BOSTON—Gilead Sciences' nonalcoholic steatohepatitis (NASH) prospect selonsertib may have failed two phase 3 studies, but the company is putting the data from those studies to work. Part of that involves bringing better, noninvasive diagnostic tests to clinical trials, but also working to improve the current gold standard: invasive liver biopsy.
“We’re very much focused on trying to develop novel endpoints to enable or improve the evaluation of new therapies in clinical trials. The entire field recognizes liver biopsy is suboptimal,” Rob Myers, vice president and clinical fibrosis research lead at Gilead, told FierceBiotech.
At the annual meeting of the American Association for the Study of Liver Diseases, the company presented a trio of abstracts from studies that worked with data from the nearly 1,700 patients who took part in the STELLAR-3 and STELLAR-4 studies. In both studies, selonsertib did worse than placebo at improving fibrosis, or scarring, in patients with advanced NASH.
One of the abstracts (poster 1734) found noninvasive tests reflected patients’ responses to treatment better than liver biopsy did. The study found that patients’ scores on tests—such as a blood test for liver scarring and an ultrasound-based test for liver stiffness—“are associated with each other and other clinical parameters.” If the scores worsened, so did the risk of a patient’s fibrosis getting worse and progressing to cirrhosis, Myers said. If they improved, so did the other parameters, including tests of liver function, liver stiffness, markers of metabolism and noninvasive tests of fibrosis.
That finding wasn’t true for liver biopsy, where “only histologic parameters improved in responders defined by liver histology.”

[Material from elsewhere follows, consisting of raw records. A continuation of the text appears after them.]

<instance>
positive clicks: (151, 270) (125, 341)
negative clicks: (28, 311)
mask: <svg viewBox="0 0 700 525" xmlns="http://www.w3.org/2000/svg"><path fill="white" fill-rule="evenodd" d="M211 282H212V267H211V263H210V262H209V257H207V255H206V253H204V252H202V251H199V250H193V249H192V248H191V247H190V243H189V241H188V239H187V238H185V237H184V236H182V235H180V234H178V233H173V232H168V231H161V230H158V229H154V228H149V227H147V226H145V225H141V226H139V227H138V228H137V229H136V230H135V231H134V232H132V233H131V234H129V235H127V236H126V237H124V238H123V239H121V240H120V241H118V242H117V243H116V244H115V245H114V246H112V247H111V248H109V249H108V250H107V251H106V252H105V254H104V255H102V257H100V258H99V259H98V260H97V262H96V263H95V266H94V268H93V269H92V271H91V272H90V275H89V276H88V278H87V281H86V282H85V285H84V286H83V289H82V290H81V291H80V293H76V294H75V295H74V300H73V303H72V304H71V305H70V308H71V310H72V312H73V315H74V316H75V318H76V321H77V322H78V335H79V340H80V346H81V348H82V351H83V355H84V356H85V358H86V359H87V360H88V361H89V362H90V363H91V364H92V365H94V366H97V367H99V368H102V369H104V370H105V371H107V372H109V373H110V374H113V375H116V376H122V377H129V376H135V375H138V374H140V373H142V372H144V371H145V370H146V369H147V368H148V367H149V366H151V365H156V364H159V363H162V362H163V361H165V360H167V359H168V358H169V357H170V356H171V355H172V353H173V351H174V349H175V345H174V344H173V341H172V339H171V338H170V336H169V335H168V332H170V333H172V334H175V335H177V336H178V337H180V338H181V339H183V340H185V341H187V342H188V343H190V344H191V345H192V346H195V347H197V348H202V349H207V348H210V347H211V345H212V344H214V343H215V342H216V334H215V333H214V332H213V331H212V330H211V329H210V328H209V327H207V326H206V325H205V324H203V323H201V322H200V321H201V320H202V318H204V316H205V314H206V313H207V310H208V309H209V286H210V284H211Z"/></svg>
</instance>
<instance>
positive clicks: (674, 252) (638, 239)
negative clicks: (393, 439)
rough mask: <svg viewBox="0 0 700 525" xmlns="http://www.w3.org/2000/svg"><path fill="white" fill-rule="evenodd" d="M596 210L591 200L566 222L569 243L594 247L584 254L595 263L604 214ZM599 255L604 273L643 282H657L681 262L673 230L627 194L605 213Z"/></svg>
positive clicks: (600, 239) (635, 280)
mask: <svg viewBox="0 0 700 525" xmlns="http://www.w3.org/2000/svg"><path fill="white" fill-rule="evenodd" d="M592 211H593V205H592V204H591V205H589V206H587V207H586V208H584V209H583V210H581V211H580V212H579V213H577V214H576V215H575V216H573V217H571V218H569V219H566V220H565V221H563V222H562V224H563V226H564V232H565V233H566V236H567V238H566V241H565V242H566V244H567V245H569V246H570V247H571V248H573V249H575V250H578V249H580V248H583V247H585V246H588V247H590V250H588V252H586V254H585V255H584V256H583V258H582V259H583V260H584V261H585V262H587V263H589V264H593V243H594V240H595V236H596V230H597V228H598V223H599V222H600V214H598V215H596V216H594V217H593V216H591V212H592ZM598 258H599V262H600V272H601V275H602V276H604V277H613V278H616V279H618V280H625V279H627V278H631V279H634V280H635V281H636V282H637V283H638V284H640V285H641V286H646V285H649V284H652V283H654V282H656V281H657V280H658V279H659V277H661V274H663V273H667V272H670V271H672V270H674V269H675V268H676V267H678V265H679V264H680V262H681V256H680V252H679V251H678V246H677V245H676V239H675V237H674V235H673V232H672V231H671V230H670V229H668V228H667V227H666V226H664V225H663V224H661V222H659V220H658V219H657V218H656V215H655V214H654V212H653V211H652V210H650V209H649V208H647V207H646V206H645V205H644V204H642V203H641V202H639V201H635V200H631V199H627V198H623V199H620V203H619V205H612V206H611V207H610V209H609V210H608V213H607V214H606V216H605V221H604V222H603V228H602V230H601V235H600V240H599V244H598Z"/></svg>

Translation? “In patients who had a histologic response, really all that changed were the features that are on the slide,” Myers said. A patient whose disease improved after treatment was found to have less scarring based on what a pathologist saw in a tiny sliver of liver tissue. But they did not improve based on all the other tests “that are important to clinicians and patients.”
The difference was so stark, Gilead chalked it up to “sampling error of liver biopsy,” meaning that tissue samples taken from different parts of the same person’s liver can turn up vastly different results.
“It’s long been known to be a challenge with liver biopsy in liver diseases including NASH and it creates problems when we’re trying to evaluate new therapies when we can’t trust a gold standard,” Myers said.
The findings support that the noninvasive tests Gilead looked at can be used to monitor patients and as endpoints in clinical trials. But to get there, the company—and the field—needs to figure out “what a relevant change in these noninvasive tests would be in terms of association with prognosis.” Namely, how much of a change in a particular blood test or imaging-based test score would translate into a clinical benefit for patients?
“We’re working towards that based on all the data sets that we have and what will be particularly important for us is to see the results of our ATLAS data at the end of the year to see what type of changes we’re observing with our therapies and then determine the potential benefits of those changes based on all of our data sets in NASH,” Myers said. The ATLAS study is testing selonsertib and two other NASH hopefuls, firsocostat and cilofexor.
In the meantime, Gilead and digital pathology player PathAI are hard at work on improving liver biopsy. One of the other abstracts (oral abstract 187) found that deep learning models were able to identify key features of NASH, such as fat accumulating in the liver and inflammation, as well as pathologists did. The second (poster 1718) found that the models could go beyond traditional staging of NASH to characterize patients’ disease.
“The advantage of the approach is we’ve been able to show that fibrosis is very heterogenous. If you take patients who’ve been told they have cirrhosis by a pathologist, they’re not all created equally; the deep learning models really reveal the heterogeneity of fibrosis in those patients,” Myers said.
Such models could automate the interpretation of liver biopsies and make it objective and reproducible.
“Liver biopsy currently has multiple limitations, one important one being that pathologists often disagree with each other on the grading and staging of NASH,” Myers said. “[Another issue] is when individual pathologists look at the same biopsy multiple times, in 20% to 40% of cases, they’ll give a different answer.”
They could also help the field look beyond the discrete grading and staging systems of NASH: “You grade things from 0, 1, 2 or 3, for example, and they lack sensitivity. The beauty of the PathAI system is it’s more quantitative and may improve sensitivity to detect changes in histology attributable to treatment,” he said.
Moving forward, Gilead is discussing the data it has on noninvasive tests with regulators and is collaborating with PathAI to figure out how to get their deep learning models approved with regulators for use in clinical trials.
“Right now, we live in a world where liver biopsy is necessary for clinical trials evaluate the effects of our therapies. We would like ultimately to move to a place where we can just use noninvasive tests as endpoints. But in the interim, while we’re generating data to achieve that goal, we’re trying to improve upon liver biopsy as best we can,” Myers said.